The U.S.-China relationship is now in a state of saber-rattling, no matter how Chinese Premier Li Keqiang “sings the white face” or “sings the red face”, how he argues that the U.S. and China “cooperate for the benefit of both, but fight for the sake of both”, and how he emphasizes that the U.S.-China decoupling “is not a good thing”. Even though the Biden administration is hesitant to move forward, the U.S.-China relationship is still moving step by step toward a complete decoupling and even a military confrontation is brewing.

The U.S. diplomatic team is warming up to playing ping-pong in Shanghai, but in Beijing and Taipei, a completely different drama is playing out. As Chinese military aircraft and warships frequently threaten Taiwan, public opinion of a Communist attack on Taiwan by force is rampant. On the same day that Biden’s climate envoy, John Kerry, arrived in Shanghai, Biden’s “good friend,” former U.S. Senator Christopher Dodd, and two former deputy secretaries of state, Richard Armitage and James Steinberg, met with the Chinese government to discuss the issue. On April 14, an unofficial delegation consisting of former Senator Christopher Dodd and former Under Secretaries of State Richard Armitage and James Steinberg arrived in Taiwan for a visit. The delegation met with President Tsai Ing-wen the next day, and also met with senior members of Taiwan’s national security, foreign affairs and defense ministries. Tsai said that “we are willing to work with like-minded Indo-Pacific partners to stop adventurous and provocative behavior” in response to the Chinese Communist Party’s disruption of peace and stability in the Taiwan Strait.

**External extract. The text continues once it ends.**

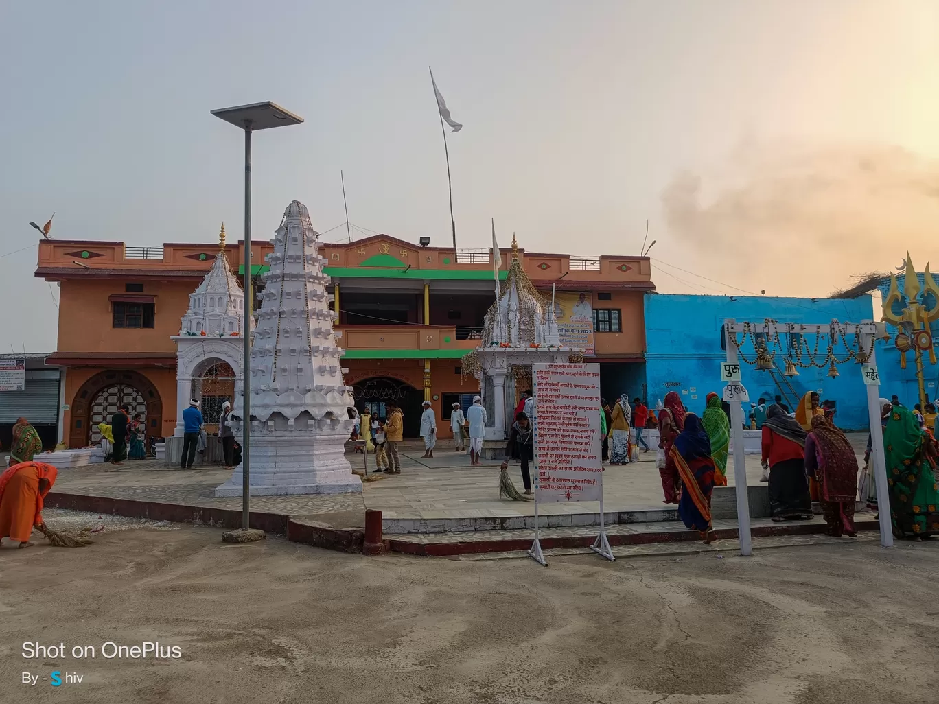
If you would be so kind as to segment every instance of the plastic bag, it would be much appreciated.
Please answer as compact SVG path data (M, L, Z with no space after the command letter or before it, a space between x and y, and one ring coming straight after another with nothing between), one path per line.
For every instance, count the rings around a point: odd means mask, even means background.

Biden and Dodd are really “good friends,” and as Biden’s personal representative, Dodd has many advantages, as he and Biden have worked together in the Senate for 30 years, with many consultations and close ties. Even the Communist Party’s Taiwan Affairs Office spokesman knows it’s not “unofficial,” Ma said: “The so-called official and unofficial are just a front for them to deceive people.” Good to know, indeed, that the time for a U.S.-China flip-flop on Taiwan, or a breakthrough in Taiwan-U.S. diplomatic relations, may be imminent.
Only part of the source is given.